Les indicateurs macroéconomiques de l’endettement des PED doivent mesurer ou décrire l’état de l’endettement des pays concernés. Ils doivent mettre à jour des tendances susceptibles de conduire à des difficultés économiques, sociales ou politiques, ils doivent permettre de repérer d’éventuelles déviations de l’état de l’endettement par rapport à un état, à une situation de référence. Les indicateurs de l’endettement doivent également pouvoir permettre de mesurer l’efficience d’une action donnée. Pour répondre aux attentes exprimées, ils doivent donc rendre compte des relations de cause à effet entre une décision ou une action et ses conséquences (effet, impact, danger ou risque) sur le niveau d’endettement et/ou la charge qu’il représente.

1. Les nécessaires attributs d’un « bon » indicateur d’endettement

Les indispensables qualités d’un bon indicateur

De manière générale, il est vivement souhaitable qu’un indicateur à vocation internationale :

(i) soit le plus objectif possible, c’est-à-dire qu’il n’ait pas pour vocation de refléter les valeurs ou les positions de celui qui l’estime (par exemple, mettre en relation les montants de dette et les salaires des fonctionnaires des Institutions internationales n’est pas inintéressant, mais il n’existe pas de lien suffisamment objectif entre ces deux mesures pour qu’un tel indicateur puisse être indiscutable),

(ii) mesure des résultats et pas des potentialités,

(iii) permette d’établir une distribution des résultats obtenus,

(iv) soit simple à construire et facile à comprendre,

(v) permette des comparaisons internationales.

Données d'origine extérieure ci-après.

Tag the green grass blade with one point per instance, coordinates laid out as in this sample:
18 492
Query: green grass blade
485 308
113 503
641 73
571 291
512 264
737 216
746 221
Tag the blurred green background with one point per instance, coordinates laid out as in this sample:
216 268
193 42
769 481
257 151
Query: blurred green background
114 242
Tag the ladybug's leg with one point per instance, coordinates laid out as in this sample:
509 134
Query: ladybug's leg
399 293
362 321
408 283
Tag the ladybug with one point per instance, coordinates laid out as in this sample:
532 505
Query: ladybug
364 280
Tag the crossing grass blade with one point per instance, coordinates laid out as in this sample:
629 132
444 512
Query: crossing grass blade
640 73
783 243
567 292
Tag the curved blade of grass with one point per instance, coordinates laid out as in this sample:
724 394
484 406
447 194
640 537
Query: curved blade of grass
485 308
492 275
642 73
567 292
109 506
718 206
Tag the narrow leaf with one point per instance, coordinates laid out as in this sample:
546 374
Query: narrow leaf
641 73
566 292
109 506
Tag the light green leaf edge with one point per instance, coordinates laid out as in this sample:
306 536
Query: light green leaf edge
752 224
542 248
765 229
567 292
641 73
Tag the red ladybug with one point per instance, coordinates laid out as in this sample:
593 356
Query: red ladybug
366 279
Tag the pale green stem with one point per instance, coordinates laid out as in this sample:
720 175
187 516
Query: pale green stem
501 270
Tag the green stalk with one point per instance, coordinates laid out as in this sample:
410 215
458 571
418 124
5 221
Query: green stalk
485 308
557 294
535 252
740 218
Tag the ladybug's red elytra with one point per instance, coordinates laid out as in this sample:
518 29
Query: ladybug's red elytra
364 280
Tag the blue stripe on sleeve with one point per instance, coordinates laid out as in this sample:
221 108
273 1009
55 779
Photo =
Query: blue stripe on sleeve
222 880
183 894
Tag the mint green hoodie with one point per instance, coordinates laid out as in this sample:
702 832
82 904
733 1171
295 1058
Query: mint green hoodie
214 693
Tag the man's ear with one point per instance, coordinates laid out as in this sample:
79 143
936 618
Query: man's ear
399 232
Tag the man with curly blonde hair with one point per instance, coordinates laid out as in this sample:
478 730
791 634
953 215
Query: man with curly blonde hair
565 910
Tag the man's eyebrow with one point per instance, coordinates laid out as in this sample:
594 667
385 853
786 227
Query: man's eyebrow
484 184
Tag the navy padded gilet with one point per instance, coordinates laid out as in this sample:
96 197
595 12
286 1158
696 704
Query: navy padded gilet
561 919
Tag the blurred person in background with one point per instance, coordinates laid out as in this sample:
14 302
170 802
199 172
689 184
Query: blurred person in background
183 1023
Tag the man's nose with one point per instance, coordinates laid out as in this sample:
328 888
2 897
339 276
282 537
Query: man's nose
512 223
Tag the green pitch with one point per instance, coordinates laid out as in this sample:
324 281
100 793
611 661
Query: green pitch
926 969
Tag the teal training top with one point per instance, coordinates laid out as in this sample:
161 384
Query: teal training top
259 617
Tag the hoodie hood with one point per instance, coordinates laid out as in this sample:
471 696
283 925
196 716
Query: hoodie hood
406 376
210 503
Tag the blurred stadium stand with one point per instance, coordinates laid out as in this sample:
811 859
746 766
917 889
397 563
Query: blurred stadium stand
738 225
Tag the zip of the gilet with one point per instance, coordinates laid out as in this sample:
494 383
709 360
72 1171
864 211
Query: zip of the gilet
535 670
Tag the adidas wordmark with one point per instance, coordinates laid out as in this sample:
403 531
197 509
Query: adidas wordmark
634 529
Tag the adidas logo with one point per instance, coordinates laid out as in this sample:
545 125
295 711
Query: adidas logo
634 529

D’autres part, les indicateurs doivent satisfaire un certain nombre de qualités qui peuvent être parfois contradictoires :

(i) la pertinence : la mesure doit parfaitement décrire le phénomène à étudier ; elle doit être significative de ce qui est mesuré et garder cette signification dans le temps

(ii) la simplicité : l’information doit être obtenue facilement, de façon peu coûteuse et de manière à ce que l’utilisateur puisse l’appréhender de la façon la plus directe possible

(iii) l’objectivité : l’indicateur doit être calculable sans ambiguïtés à partir de grandeurs observables.

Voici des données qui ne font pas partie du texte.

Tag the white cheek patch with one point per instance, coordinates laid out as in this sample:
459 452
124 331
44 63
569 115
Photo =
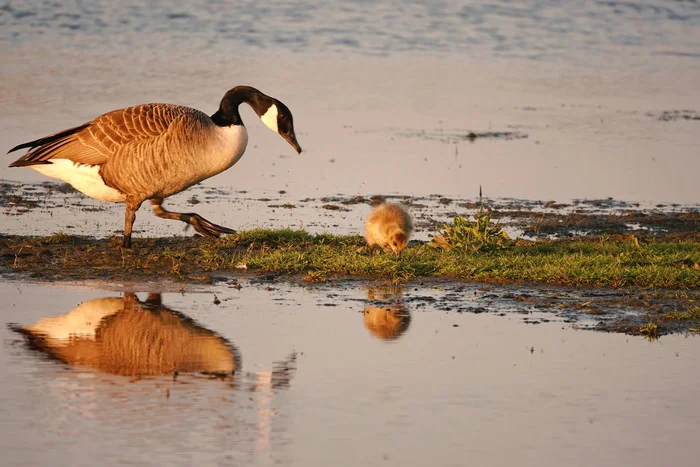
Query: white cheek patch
270 118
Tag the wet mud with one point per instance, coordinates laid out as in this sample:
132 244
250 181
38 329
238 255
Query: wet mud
635 311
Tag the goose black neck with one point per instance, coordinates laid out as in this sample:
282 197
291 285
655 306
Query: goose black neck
228 113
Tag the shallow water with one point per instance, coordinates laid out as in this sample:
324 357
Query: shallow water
325 382
385 94
603 98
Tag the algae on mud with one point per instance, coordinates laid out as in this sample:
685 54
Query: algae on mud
671 261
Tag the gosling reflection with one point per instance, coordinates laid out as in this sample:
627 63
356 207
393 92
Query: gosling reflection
387 321
126 336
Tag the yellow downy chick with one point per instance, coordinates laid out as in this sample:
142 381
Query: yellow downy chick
389 226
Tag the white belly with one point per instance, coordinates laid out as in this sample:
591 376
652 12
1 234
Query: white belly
84 178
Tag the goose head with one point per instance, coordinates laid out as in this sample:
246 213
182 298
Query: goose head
278 118
273 113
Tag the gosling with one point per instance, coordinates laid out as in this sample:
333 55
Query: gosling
389 226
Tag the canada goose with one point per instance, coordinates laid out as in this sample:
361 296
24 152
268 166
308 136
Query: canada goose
128 337
389 226
153 151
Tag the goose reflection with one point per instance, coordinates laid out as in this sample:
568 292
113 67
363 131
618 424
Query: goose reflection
126 336
388 318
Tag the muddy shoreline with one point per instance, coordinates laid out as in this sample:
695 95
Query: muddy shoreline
651 312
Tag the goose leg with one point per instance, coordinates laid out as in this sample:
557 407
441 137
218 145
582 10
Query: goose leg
199 223
131 207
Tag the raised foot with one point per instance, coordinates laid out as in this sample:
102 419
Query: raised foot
206 228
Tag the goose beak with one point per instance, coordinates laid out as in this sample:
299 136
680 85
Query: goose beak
292 139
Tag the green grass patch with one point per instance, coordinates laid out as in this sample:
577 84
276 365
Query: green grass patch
601 261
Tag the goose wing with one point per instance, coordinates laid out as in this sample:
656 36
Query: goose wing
96 141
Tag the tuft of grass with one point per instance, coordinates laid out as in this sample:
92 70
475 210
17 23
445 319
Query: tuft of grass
650 331
693 313
472 236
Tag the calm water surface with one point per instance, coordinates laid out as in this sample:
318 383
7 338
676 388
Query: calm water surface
383 94
324 379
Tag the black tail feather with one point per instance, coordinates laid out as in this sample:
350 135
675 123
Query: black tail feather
49 139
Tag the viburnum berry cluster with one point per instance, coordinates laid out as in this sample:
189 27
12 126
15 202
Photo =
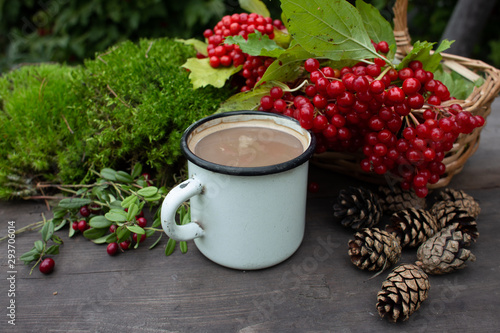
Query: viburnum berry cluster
225 55
394 117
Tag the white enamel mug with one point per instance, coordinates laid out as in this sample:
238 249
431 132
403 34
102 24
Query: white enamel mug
242 217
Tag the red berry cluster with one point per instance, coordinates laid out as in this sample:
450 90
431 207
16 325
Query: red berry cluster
221 54
369 107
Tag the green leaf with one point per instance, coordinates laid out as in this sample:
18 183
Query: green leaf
255 6
136 172
169 249
202 74
122 233
60 212
116 215
198 45
100 221
287 67
422 51
378 28
108 174
134 228
131 199
94 233
256 45
115 204
331 29
59 225
148 191
124 177
56 239
47 230
133 210
54 249
248 100
39 246
72 203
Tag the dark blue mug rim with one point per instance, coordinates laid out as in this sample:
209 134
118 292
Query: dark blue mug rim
245 171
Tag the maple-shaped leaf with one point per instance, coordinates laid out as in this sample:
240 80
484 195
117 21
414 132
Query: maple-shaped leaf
202 74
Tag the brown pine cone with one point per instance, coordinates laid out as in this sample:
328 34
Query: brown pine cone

(iv) l’univocité : l’indicateur doit varier de façon monotone par rapport au phénomène décrit pour pouvoir interpréter ces variations sans équivoque

(v) la sensibilité : l’indicateur doit bouger de façon significative pour des variations assez petites du phénomène

(vi) la précision : l’indicateur doit être défini avec une marge d’erreur acceptable en fonction de la précision des mesures sur les grandeurs observables

(vii) la fidélité : l’indicateur, s’il présente un biais par rapport au concept qu’il traduit, doit garder ce biais constant sur les unités spatio-temporelles de référence

(viii) l’auditabilité : une tierce personne doit être à même de vérifier la bonne application des règles d’utilisation des indicateurs (collecte de données, traitement, mise en forme, diffusion, interprétation)

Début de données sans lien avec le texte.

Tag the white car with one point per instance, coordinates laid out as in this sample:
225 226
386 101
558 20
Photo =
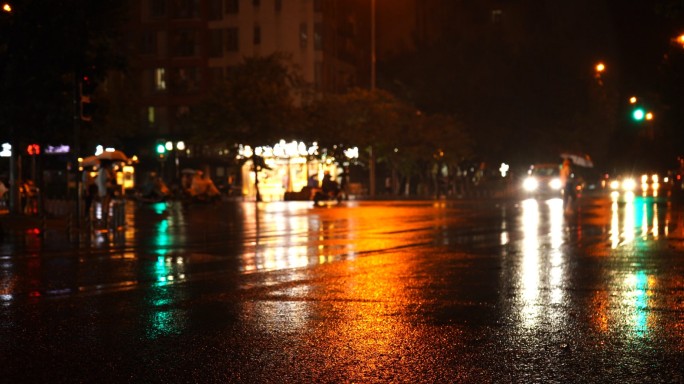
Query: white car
543 180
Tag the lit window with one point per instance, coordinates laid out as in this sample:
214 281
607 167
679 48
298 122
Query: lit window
160 79
150 115
303 35
257 35
497 15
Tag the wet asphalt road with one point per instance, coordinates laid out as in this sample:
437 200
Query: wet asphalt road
476 291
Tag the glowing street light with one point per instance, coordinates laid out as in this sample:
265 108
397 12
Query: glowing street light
600 67
679 40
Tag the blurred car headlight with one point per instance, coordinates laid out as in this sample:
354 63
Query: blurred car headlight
628 185
530 184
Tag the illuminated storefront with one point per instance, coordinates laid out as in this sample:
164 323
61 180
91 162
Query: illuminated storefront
289 167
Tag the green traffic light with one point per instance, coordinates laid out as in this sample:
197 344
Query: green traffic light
638 114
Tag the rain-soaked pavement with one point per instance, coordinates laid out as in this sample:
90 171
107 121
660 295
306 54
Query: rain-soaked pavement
368 292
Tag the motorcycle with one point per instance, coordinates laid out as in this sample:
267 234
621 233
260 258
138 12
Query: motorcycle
322 198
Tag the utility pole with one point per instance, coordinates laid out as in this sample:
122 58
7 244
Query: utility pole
371 154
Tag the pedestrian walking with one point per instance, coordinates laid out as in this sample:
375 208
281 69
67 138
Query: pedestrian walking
568 185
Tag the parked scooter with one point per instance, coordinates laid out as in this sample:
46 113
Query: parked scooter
329 191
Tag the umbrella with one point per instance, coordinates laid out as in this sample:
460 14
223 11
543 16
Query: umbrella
113 156
579 159
188 171
104 156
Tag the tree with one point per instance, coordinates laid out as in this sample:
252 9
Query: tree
256 105
392 131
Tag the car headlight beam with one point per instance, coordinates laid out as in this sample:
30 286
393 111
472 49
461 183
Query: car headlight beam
530 184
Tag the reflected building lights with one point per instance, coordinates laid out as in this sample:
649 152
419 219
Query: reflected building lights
529 278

(ix) la communicabilité : les indicateurs doivent permettre le dialogue entre des populations n’ayant pas forcément les mêmes préoccupations

(x) l’acceptabilité : l’indicateur doit être vendable et ne doit pas heurter la culture de l’utilisateur potentiel

En résumé, l’indicateur doit renvoyer une image fidèle du phénomène à étudier pour permettre une évaluation rapide et simple des données à surveiller.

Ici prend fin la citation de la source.